Quanta differenza ci trovi tra la provincia italiana attuale e quella americana, al di là dei grandi numeri?
Alla fine non c’è differenza, cambia completamente lo scenario ma il senso di disgregazione attraversa tutto l’occidente.
E ti piacerebbe un’Italia improntata su uno slogan tipo “Make Italy great again”?
Assolutamente no. Credo che quando uno vuole far grande il proprio Paese non ha bisogno di slogan, ma basta che faccia al meglio il proprio lavoro, senza tanti fronzoli da nazionalista.
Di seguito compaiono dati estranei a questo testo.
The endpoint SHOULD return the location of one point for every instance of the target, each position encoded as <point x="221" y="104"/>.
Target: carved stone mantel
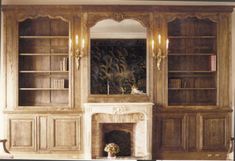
<point x="144" y="109"/>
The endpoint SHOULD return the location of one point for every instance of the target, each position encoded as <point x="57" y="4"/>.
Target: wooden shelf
<point x="27" y="71"/>
<point x="44" y="37"/>
<point x="192" y="104"/>
<point x="191" y="37"/>
<point x="190" y="54"/>
<point x="193" y="71"/>
<point x="43" y="54"/>
<point x="41" y="89"/>
<point x="192" y="88"/>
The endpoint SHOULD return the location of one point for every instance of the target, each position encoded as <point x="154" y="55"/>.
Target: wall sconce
<point x="159" y="56"/>
<point x="78" y="51"/>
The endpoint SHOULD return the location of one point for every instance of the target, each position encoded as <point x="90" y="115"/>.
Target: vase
<point x="111" y="155"/>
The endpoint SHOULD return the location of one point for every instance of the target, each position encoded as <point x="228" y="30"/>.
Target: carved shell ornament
<point x="119" y="16"/>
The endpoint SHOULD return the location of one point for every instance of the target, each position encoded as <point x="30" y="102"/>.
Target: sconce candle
<point x="167" y="44"/>
<point x="159" y="39"/>
<point x="76" y="40"/>
<point x="70" y="44"/>
<point x="83" y="44"/>
<point x="152" y="45"/>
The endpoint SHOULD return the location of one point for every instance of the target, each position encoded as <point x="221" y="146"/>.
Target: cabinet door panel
<point x="22" y="133"/>
<point x="214" y="132"/>
<point x="172" y="135"/>
<point x="65" y="133"/>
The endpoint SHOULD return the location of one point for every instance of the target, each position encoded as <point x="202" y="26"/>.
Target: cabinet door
<point x="171" y="132"/>
<point x="215" y="131"/>
<point x="22" y="133"/>
<point x="192" y="64"/>
<point x="64" y="132"/>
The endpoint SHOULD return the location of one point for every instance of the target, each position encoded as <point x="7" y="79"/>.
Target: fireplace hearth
<point x="127" y="124"/>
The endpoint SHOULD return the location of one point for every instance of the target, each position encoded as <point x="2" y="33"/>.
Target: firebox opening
<point x="120" y="134"/>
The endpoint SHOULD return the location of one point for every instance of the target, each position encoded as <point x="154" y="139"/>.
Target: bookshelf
<point x="43" y="62"/>
<point x="192" y="62"/>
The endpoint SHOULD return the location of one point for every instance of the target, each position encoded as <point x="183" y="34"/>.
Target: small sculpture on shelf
<point x="134" y="90"/>
<point x="112" y="149"/>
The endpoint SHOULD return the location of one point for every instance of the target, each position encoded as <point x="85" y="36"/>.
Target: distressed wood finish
<point x="65" y="133"/>
<point x="179" y="132"/>
<point x="22" y="133"/>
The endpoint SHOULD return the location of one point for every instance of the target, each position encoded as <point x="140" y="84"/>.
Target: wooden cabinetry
<point x="201" y="133"/>
<point x="43" y="62"/>
<point x="192" y="62"/>
<point x="43" y="133"/>
<point x="43" y="97"/>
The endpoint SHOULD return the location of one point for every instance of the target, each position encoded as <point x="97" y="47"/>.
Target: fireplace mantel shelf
<point x="139" y="114"/>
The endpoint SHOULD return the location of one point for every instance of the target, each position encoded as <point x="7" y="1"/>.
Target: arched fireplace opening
<point x="120" y="134"/>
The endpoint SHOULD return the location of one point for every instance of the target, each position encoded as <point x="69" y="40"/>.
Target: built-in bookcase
<point x="44" y="62"/>
<point x="192" y="62"/>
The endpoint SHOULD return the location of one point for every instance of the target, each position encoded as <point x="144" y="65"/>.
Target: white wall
<point x="134" y="2"/>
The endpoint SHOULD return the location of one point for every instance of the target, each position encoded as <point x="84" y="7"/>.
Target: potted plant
<point x="112" y="149"/>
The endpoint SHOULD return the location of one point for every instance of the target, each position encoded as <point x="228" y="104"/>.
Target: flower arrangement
<point x="112" y="148"/>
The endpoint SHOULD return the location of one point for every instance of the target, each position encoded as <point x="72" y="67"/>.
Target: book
<point x="174" y="83"/>
<point x="213" y="62"/>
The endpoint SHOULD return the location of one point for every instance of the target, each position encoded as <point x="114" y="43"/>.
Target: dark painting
<point x="118" y="65"/>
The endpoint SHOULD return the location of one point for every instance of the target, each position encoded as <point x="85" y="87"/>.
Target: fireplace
<point x="120" y="134"/>
<point x="127" y="124"/>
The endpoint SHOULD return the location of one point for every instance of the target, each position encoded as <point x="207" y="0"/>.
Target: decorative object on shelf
<point x="78" y="52"/>
<point x="134" y="90"/>
<point x="112" y="149"/>
<point x="159" y="55"/>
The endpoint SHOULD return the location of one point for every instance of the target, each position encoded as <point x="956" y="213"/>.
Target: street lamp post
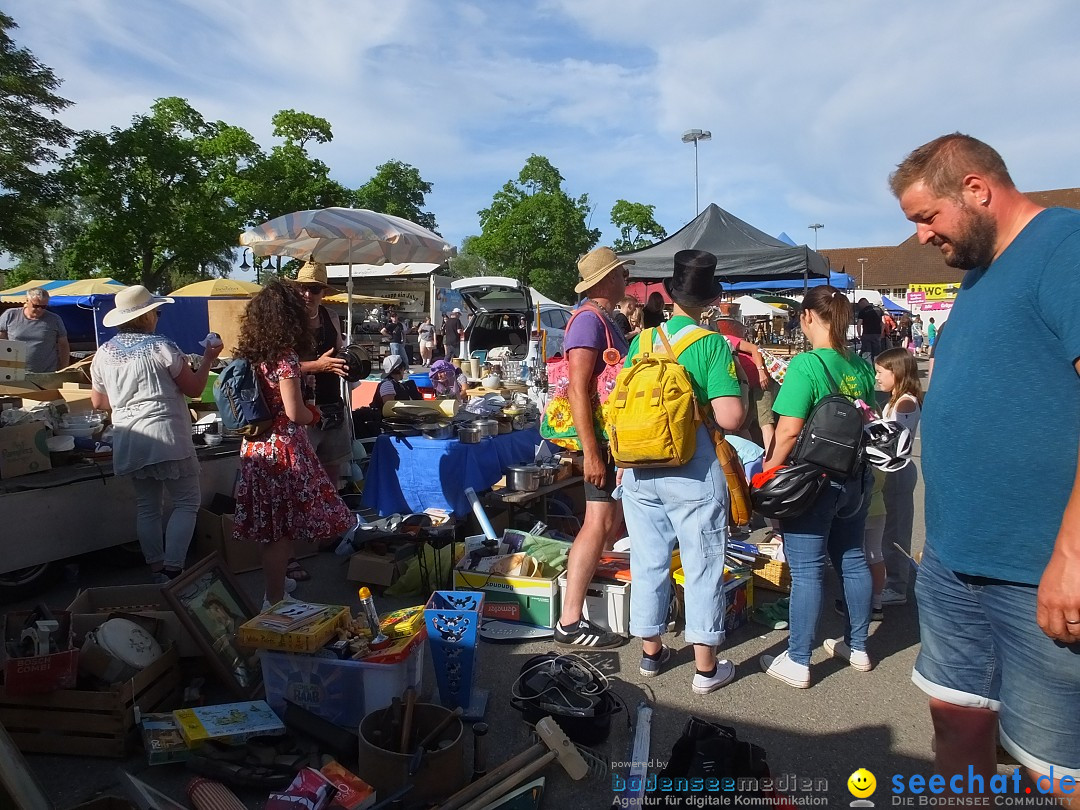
<point x="696" y="135"/>
<point x="806" y="270"/>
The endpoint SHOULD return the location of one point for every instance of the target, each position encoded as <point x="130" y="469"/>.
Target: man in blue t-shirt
<point x="999" y="585"/>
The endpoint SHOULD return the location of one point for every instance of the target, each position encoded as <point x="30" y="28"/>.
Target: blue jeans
<point x="833" y="525"/>
<point x="982" y="647"/>
<point x="399" y="349"/>
<point x="687" y="503"/>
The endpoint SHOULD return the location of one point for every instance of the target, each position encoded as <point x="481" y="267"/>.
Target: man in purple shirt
<point x="590" y="337"/>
Cosa ha tenuto insieme i Virginiana Miller in questi 6 anni?
L’amicizia, è semplice. Abbiamo fatto un disco per divertirci e questa è una motivazione più che sufficiente per fare qualcosa di buono. Poi a livello personale devo dire che mantenere un’amicizia con altre persone per 30 anni, è una grande fortuna.
Quale è stata la differenza che hai trovato tra lo scrivere pezzi in italiano e in inglese?
In inglese è tutto più semplice, bisogna sbattezzarsi molto meno, è la lingua del rock, è un po’ come cantare la messa in latino: è il suo. Le parole si piegano da sole a certi ritmi.
Chiudo chiedendoti, dato che l’America è il paese dei sogni e delle opportunità, come lo raffigura, o se lo ha realizzato, il sogno americano Simone Lenzi?
Il sogno americano penso di averlo realizzato o quantomeno lo ho capito: una volta sono andato in un college di nome Deep Springs, che si trova in mezzo al deserto tra il Nevada e la California, un posto in cui il negozio più vicino è a tre ore e mezzo di macchina; lì, tra quei cumuli di sterpaglie che volano e i teschi delle mucche, perché loro facevano anche i mandriani al mattino, mentre il pomeriggio si occupavano di Derrida (filosofo e saggista francese, ndr), ho sentito davvero cos’era l’America. Questi erano ragazzi che facevano due anni di college sperduti nel deserto e poi magari andavano ad Harvard per diventare parte della classe dirigente americana: ecco, lì ho capito cosa vuol dire essere americani e sentire di avere sempre un limite personale da superare, anche solo per le distanze con cui dover combattere.
E il tuo “sogno americano” personale, invece?
Andare a pesca nel Maine, indubbiamente.